East St. Louis’ Cuonzo Martin has ideas on improving college basketball
Officiating was a factor in Missouri’s heartbreaking loss to Florida on Jan. 6 and brought up an interesting discussion with Tigers coach and East St. Louis native Cuonzo Martin last Tuesday as he talked about the impact fouls have on the fans watching the game.
Martin said over the years he’s grown as a coach in understanding how the team he puts on the court has an effect on how many people come to the game and whether fans enjoy themselves.
“I look back at some of our teams. I thought we had great defensive numbers, but how entertaining was it?” Martin said. “I enjoyed it. But I think you have to grow in a lot of areas.”

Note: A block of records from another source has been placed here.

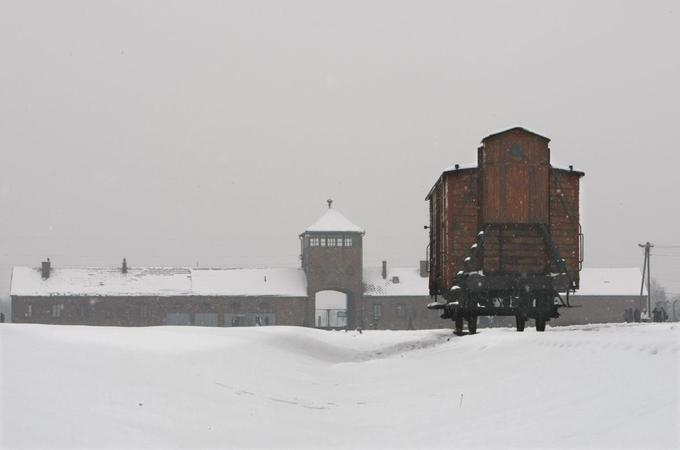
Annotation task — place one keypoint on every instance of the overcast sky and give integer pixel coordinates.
(173, 133)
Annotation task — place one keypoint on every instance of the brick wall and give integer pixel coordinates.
(148, 311)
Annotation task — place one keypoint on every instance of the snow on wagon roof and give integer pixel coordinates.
(159, 281)
(333, 220)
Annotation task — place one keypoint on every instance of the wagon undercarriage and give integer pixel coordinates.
(468, 306)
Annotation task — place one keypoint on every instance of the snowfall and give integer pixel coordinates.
(597, 386)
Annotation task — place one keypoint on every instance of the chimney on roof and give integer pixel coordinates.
(424, 269)
(45, 269)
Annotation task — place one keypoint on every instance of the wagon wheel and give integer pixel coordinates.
(458, 326)
(472, 324)
(540, 320)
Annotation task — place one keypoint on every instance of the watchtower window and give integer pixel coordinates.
(377, 311)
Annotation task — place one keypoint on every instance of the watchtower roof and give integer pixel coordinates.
(333, 220)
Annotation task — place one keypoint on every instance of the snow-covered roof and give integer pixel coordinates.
(409, 283)
(333, 220)
(159, 281)
(611, 281)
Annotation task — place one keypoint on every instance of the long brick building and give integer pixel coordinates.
(332, 264)
(332, 261)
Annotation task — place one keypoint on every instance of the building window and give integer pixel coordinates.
(377, 311)
(56, 310)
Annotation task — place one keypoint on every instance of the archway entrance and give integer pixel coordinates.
(331, 309)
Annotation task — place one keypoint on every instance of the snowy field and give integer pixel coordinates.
(599, 386)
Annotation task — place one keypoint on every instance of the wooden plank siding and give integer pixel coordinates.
(514, 170)
(565, 217)
(463, 218)
(515, 190)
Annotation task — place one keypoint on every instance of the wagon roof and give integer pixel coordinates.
(493, 135)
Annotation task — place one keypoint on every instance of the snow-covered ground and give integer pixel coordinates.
(590, 386)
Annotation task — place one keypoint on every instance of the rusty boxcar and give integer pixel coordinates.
(505, 237)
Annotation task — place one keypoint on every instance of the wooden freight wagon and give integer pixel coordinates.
(505, 237)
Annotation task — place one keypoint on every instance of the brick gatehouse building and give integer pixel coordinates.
(331, 289)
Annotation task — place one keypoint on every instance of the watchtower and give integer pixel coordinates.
(332, 258)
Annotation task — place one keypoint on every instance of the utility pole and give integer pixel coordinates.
(646, 270)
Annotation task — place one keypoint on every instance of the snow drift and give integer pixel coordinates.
(170, 387)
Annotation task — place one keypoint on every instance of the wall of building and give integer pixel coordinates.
(400, 313)
(597, 309)
(334, 269)
(149, 311)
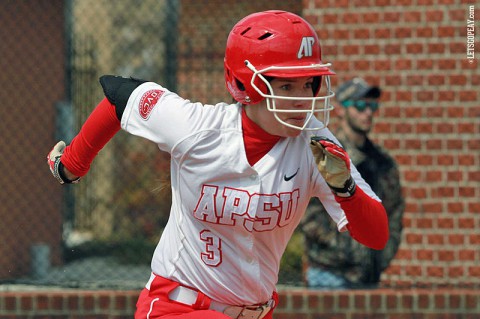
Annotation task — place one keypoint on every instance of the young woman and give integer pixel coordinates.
(241, 174)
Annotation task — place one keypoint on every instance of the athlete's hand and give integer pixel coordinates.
(56, 166)
(334, 165)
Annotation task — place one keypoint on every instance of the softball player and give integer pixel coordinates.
(242, 174)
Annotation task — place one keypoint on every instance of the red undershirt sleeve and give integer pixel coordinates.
(367, 219)
(98, 129)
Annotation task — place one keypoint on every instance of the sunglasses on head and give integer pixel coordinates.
(361, 105)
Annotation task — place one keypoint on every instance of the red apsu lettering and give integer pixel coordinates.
(256, 212)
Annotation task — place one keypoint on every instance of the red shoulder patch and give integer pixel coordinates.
(148, 102)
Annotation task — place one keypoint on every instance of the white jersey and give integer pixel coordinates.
(229, 222)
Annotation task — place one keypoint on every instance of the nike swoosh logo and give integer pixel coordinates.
(287, 178)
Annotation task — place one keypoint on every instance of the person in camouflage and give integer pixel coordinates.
(334, 259)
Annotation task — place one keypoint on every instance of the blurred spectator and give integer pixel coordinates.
(334, 259)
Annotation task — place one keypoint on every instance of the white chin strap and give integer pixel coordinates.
(322, 113)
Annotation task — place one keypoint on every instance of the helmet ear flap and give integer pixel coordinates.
(316, 85)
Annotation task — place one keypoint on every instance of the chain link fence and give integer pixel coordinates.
(101, 232)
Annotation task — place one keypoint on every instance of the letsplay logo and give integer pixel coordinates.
(148, 102)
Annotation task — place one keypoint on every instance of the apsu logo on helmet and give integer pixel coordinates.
(306, 47)
(148, 102)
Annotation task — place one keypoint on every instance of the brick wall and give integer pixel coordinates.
(429, 120)
(294, 304)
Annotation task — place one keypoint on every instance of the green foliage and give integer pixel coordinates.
(126, 251)
(291, 265)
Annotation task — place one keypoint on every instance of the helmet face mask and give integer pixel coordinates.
(275, 44)
(322, 112)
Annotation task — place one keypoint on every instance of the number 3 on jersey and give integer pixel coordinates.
(212, 256)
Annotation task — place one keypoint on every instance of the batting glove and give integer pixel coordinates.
(334, 165)
(56, 166)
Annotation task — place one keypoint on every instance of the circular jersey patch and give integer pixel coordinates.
(148, 102)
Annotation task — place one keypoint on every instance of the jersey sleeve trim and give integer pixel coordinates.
(118, 90)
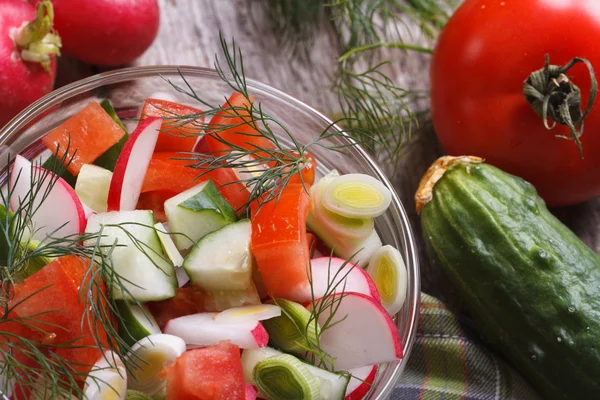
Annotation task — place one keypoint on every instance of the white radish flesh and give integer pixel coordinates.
(248, 314)
(132, 164)
(198, 330)
(389, 274)
(360, 333)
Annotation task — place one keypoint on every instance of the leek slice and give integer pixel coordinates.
(357, 196)
(285, 377)
(389, 274)
(293, 331)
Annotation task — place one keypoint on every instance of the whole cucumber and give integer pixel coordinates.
(531, 285)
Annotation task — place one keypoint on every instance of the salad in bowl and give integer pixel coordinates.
(215, 240)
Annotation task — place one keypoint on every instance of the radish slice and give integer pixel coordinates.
(148, 357)
(389, 273)
(357, 196)
(248, 314)
(107, 379)
(359, 333)
(198, 330)
(333, 275)
(71, 219)
(361, 381)
(132, 164)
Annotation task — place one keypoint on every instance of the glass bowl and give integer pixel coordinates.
(128, 88)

He had a number of suggestions to improve the game from an entertainment perspective, which includes giving each player six fouls, one more than the current allotment.
Martin said the physicality of the men’s game causes a lot of players to get in foul trouble. An alternative suggestion he provided was keeping the five-foul limit but allowing an additional foul in overtime.
He’s also been a proponent of reducing the shot clock from its current 35-second time frame but thinks the change should also be made at the high school level, which would better prepare players for the college game. Missouri currently doesn’t have a shot clock for high school games, while states like California and New York do.
On officiating, Martin said he’s never tried to make games about how they’re called, because it’s an easy excuse for when his team loses. While junior forward Kevin Puryear said it usually takes him the first five minutes of a game to see how a game is being called, Martin said he doesn’t think about stuff like that as a coach.
“You’d like to think if it’s a league game it’s all the same,” he said. “So that right there takes care of itself. Some guys have a quick whistle, some guys are very aggressive, you know their styles and how they officiate games. Certain guys you can communicate with, certain guys, OK, that’s part of the game.”
Martin also suggested going to four quarters in a college game rather than two halves, which is a transition the women’s game made a few years ago and was considered in men’s basketball. He also said there is still talk about the men’s game adding a sixth foul and joked his team could use it right now, which implied freshman Jeremiah Tilmon’s foul trouble. Tilmon, a bruising 6-foot-11 post, is a product of East St. Louis High.
“I think the women’s game is sometimes ahead of ours in a lot of ways,” he said.